Ausradiert: Thriller (German Edition)
Warum dieses Widerstreben, mit Lara Deems zu beginnen? Nick wusste es. Er begann zu erkennen, wohin diese Sache führen konnte.
»Alibis sind die beste Verteidigung«, sagte Nick. »Sie waren zum Zeitpunkt des Mordes woanders. Im Fall von Lara Deems, wo war das?«
Langes Schweigen. Nick roch Reasoner, ahnte, wie die Zunge gegen seine Zähne schnellte, versuchte, nach draußen zu gelangen. »Ich müsste zurückdenken«, sagte er.
»Denken Sie zurück.«
Reasoner überlegte. Seine Augen machten wieder dieses Pulsierding; diesmal war Nick sicher. »Die Nacht, bevor Sie mich verhaftet haben?«, fragte Reasoner.
»Richtig.«
»Ich war zu Hause.«
Nick lehnte sich ein wenig zurück. »Was haben Sie gemacht?«
»Was ich in meiner Freizeit immer gemacht habe«, antwortete Reasoner.
»Wie zum Beispiel?«
»Lesen.«
Nick hob Reasoners Buch auf, drehte es um. Rückkehr nach Shan’bu. Band neun der Saga: Schlacht der drei Universen. Reasoners Arm zuckte kurz, als würde er den Drang bekämpfen, ihm das Buch wegzureißen.
»Damals habe ich etwas über Kunsttheorie gelesen.«
»Waren Sie allein?«, fragte Nick.
Pulsieren.
»Oder kann jemand Ihre Geschichte bestätigen?«
»Ich war allein«, erwiderte Reasoner.
»Sind Sie sicher?«, beharrte Nick. »Weil das nichts nützen wird.

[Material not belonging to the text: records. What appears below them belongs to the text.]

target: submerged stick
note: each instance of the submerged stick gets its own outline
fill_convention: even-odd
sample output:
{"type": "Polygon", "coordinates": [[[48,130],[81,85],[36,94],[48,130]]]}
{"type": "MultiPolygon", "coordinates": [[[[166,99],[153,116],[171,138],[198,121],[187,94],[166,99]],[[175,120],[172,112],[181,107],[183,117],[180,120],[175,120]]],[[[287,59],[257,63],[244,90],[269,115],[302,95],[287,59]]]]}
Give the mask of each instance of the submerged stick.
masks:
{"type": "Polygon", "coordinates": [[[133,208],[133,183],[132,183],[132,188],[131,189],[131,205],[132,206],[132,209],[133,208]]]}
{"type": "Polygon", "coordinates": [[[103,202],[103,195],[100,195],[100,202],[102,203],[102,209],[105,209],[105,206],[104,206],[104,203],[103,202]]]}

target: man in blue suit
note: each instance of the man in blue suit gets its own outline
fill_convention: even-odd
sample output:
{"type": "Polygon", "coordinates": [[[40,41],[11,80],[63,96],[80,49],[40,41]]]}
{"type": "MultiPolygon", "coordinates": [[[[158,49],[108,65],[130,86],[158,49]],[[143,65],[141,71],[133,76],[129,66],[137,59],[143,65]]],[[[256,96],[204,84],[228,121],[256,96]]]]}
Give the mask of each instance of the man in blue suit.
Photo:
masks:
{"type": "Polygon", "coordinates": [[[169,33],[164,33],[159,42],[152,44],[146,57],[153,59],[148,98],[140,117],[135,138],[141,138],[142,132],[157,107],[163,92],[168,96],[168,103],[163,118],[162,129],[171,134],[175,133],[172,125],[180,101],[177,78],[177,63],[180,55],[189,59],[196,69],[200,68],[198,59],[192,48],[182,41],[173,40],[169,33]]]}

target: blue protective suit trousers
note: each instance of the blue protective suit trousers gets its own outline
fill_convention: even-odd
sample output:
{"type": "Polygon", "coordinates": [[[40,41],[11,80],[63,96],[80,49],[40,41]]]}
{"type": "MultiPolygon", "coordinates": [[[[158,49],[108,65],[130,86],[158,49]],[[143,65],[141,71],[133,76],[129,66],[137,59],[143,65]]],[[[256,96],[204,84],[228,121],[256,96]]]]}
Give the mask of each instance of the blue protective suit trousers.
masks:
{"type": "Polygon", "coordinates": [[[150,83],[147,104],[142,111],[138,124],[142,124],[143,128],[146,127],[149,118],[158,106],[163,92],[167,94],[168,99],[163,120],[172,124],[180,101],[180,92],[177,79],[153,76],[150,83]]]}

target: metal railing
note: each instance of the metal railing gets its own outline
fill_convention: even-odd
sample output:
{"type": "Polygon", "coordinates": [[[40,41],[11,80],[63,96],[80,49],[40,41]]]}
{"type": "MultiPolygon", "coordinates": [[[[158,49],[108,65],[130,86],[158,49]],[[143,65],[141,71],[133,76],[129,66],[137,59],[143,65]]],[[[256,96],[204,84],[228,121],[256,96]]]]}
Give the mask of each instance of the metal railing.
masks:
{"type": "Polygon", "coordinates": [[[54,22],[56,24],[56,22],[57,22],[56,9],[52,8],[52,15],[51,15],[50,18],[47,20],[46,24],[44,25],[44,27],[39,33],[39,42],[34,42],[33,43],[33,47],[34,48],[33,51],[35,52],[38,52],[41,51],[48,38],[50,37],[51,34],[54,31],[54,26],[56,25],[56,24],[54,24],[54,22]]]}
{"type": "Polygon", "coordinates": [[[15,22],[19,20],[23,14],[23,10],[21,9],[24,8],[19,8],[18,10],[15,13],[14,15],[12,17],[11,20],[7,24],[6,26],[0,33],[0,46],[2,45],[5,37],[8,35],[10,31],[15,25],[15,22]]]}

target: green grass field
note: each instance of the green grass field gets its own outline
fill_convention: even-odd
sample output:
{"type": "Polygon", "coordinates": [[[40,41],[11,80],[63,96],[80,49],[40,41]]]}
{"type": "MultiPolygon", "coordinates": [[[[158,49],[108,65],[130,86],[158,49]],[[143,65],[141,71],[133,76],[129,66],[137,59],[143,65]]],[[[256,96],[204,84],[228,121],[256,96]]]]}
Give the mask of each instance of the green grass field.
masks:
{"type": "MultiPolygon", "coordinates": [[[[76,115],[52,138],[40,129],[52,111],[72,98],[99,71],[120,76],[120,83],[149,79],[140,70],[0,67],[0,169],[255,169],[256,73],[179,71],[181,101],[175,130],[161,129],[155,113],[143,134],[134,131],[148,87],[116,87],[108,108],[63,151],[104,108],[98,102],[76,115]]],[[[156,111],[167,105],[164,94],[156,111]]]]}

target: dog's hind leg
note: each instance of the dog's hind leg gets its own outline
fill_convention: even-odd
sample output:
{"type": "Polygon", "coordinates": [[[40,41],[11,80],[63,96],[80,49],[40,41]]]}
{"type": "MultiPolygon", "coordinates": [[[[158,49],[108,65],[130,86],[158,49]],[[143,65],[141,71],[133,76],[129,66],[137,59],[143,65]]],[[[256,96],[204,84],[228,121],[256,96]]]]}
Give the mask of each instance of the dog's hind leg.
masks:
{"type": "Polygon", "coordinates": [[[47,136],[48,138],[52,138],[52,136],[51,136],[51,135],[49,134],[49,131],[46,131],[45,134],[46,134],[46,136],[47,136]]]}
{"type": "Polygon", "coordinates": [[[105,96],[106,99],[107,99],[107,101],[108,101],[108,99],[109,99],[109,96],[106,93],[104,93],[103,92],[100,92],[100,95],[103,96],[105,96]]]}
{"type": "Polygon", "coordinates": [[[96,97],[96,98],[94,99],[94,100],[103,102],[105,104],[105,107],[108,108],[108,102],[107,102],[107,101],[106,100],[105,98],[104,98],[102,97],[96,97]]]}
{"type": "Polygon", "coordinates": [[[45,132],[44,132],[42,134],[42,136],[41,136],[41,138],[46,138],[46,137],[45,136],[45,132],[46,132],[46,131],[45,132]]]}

Versuchen Sie sich zu erinnern.«
»Mit meinem Gedächtnis ist alles in Ordnung«, sagte Reasoner. »Ich kann Ihnen sogar erzählen, was ich an jenem Abend gelesen habe.«
»Was?«, fragte Nick.
Ein winziger rosa Fleck erschien auf Reasoners Wange. »Berensons Essay über Donatellos David «, sagte er.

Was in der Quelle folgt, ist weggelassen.